Beauty over accomplishments, bodies over brains, tits over turns. You’ve heard this story before.  This isn’t promoting women’s surfing, it’s Barbie-ifying it.   The message is that it doesn’t matter how hard a girl charges, just as long as she smiles a lot, looks good in a bikini, doesn’t curse too much, and shows up in a Maxim profile humping her board it’s all good.

Exhibit two: Keala Kennelly towing in at Puerto Escondido, Mexico. May 2010. Photo: Ryan Struck

Exhibit two: Keala Kennelly towing in at Puerto Escondido, Mexico. May 2010. Photo: Ryan Struck

There is something very Blue Crush about this whole surfer girl paradigm.  That movie was inspired by an article called Life’s Swell by a non-surfer named Susan Orlean, and it originally ran in Outside magazine in 1998 (trivia: it features a cameo by the young Cheyne Magnusson).  The article does a great job of capturing a brief, idyllic moment in the lives of some of Maui’s surfer girls in their late adolescence and early teens when their entire lives revolved around surfing local competitions and hanging out with friends.  Still, her account ultimately falls flat because of the rose tint it casts on every aspect of the girls’ lives.  The deck of the article basically sums it all up:

To be a surfer girl in Maui is to be the luckiest of creatures.

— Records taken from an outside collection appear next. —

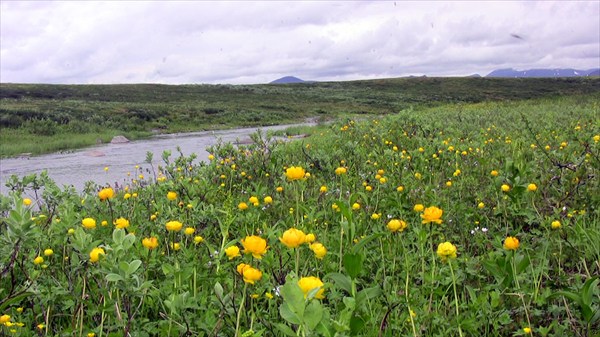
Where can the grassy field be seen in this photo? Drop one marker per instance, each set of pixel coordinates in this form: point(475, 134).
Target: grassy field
point(44, 118)
point(449, 219)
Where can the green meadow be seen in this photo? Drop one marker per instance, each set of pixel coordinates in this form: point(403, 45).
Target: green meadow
point(425, 207)
point(38, 118)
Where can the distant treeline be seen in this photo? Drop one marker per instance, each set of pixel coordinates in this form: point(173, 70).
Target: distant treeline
point(45, 109)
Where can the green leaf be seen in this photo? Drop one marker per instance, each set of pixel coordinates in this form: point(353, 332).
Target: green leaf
point(124, 266)
point(219, 291)
point(118, 236)
point(112, 277)
point(313, 314)
point(134, 266)
point(367, 294)
point(286, 330)
point(353, 264)
point(287, 312)
point(341, 281)
point(293, 297)
point(362, 242)
point(356, 324)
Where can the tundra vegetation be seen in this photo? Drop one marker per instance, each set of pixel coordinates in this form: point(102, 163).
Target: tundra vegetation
point(470, 218)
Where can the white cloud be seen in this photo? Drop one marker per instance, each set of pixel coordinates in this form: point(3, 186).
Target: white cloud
point(255, 42)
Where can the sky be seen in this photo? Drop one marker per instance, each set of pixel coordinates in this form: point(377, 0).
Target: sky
point(248, 42)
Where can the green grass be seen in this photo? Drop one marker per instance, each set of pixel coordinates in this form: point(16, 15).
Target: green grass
point(56, 114)
point(377, 280)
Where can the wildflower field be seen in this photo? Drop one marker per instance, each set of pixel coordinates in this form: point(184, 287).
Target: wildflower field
point(458, 220)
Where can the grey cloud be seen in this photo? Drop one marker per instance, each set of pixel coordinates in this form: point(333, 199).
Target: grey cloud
point(241, 42)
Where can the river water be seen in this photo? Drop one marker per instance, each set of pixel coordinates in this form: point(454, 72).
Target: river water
point(77, 167)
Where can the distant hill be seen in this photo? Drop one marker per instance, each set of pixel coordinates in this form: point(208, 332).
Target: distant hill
point(287, 79)
point(543, 73)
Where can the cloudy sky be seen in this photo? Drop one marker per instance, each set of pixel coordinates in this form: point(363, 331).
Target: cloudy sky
point(256, 42)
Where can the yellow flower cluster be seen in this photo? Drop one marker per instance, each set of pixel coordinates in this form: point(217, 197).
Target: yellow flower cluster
point(309, 283)
point(295, 173)
point(254, 245)
point(446, 250)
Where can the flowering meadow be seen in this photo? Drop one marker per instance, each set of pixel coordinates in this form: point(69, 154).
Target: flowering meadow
point(459, 220)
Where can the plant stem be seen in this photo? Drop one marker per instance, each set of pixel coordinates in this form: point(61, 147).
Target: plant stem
point(455, 296)
point(237, 322)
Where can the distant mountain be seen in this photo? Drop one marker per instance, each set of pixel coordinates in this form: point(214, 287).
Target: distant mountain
point(287, 79)
point(543, 73)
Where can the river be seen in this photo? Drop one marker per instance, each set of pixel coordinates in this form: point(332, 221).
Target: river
point(77, 167)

It means you’re beautiful and tan and ready to rip. It means you’ve caught the perfect dappled wave and are on a ride that can’t possibly end.

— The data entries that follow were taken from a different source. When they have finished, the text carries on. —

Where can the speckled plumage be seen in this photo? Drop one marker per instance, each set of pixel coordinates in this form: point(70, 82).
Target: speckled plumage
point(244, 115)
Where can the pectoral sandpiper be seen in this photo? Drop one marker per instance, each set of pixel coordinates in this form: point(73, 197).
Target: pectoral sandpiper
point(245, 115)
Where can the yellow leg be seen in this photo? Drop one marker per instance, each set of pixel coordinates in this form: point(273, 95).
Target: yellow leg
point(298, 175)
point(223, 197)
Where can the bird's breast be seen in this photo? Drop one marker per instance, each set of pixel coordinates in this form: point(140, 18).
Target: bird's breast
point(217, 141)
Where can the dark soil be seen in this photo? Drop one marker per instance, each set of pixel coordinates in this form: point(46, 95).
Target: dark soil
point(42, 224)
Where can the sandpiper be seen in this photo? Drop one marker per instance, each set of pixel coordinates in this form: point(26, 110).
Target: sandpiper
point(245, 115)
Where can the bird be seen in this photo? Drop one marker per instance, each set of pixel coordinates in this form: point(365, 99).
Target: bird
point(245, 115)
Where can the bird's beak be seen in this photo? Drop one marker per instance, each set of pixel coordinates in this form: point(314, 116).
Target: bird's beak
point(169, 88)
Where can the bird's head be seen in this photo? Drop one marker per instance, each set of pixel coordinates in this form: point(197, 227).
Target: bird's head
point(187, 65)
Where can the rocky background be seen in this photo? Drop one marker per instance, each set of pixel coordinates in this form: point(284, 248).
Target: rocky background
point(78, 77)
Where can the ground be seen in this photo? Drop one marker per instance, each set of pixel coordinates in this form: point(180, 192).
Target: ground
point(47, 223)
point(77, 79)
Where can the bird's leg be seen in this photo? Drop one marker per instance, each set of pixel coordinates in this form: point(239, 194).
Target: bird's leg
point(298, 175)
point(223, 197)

That is, of course, until your sponsors decide they don’t want to keep putting money into your sport.  For all her skill as a writer, Orlean was unable to see beyond the age old surfer girl stereotype of plucky tomboy who’s perpetual adolescence both infantilizes and hyper-sexualizes her existence.  She’s a Lolita with a surfboard, and Orlean unwittingly canonized her by sending her out to play in the pop cultural imagination.

Of course, Blue Crush occasioned a boom in women’s surfing, and it was all gravy so long as it stayed lollipops and pigtails and fun boards and string bikinis.  But what comes next?  The girls are growing up. And they are calling guys off their waves and busting airs and towing in and doing a lot of other things that little girls don’t, or aren’t supposed to do.  In theory, everyone supports it, but words mean little without power or money to back them up.

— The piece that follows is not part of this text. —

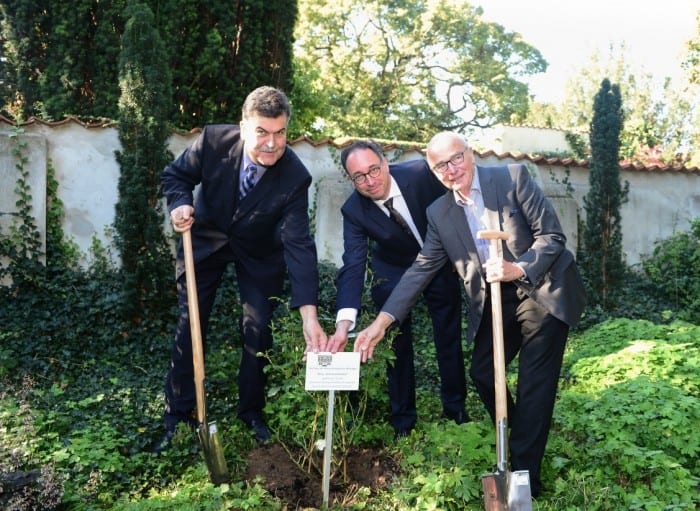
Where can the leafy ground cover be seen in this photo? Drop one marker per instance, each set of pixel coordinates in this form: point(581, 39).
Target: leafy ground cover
point(82, 402)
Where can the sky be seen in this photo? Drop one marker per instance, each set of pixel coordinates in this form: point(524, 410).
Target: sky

“It’s all about creating a marketing strategy and interest,” said renowned tube rider and World Runner-Up Rochelle Ballard in an email.   “Most of the time the girls are going to shitty waves and have press that is hard to follow unless you go to Surfline and the ASP site.  Half the time the video is down and you can’t even watch the event.  Most of the time the announcers don’t know their subjects well enough or get lost in silly conversation instead of maintaining interest in what is going on out in the water or telling us about who is surfing.”

The difference between the way they cover men’s and women’s contests wasn’t lost on her, either.  “I hear the hype and interest when they announce the men’s heats and how much more depth goes into the live web cast.  If they treated the women like they do the men and then some, I would be very interested to see how much more it (women’s competitive surfing) would grow and attract people.   If there was more unity in surfing for women and participation from all parties in the same direction…it has great potential.  Without that I believe it will always be the same old story that I heard when I was a teenager growing up next to Margo Oberg and hearing her stories, that sound exactly the same as they do today.”

We can do better than this.  We owe it to women like Keala, Sally, Sofia, and all the rest to be better than this.  Yes, surfing and sex are inseparable; and thank God for that.  But female pro surfers aren’t glamor models; they are elite athletes who deserve to compete in the best possible waves.   If they want to do it wearing makeup and Brazilian bikinis, tally-ho: there’s no sweeter sight in the world of sports than a beautiful woman riding a perfect wave.  But there is no sorrier site than denying the world’s best female surfers the right to end their season with chins held high…instead of relegating them to the beach outside of surfing’s boys’ club, which (consciously or not) sends its message loud and clear: “No girls allowed.”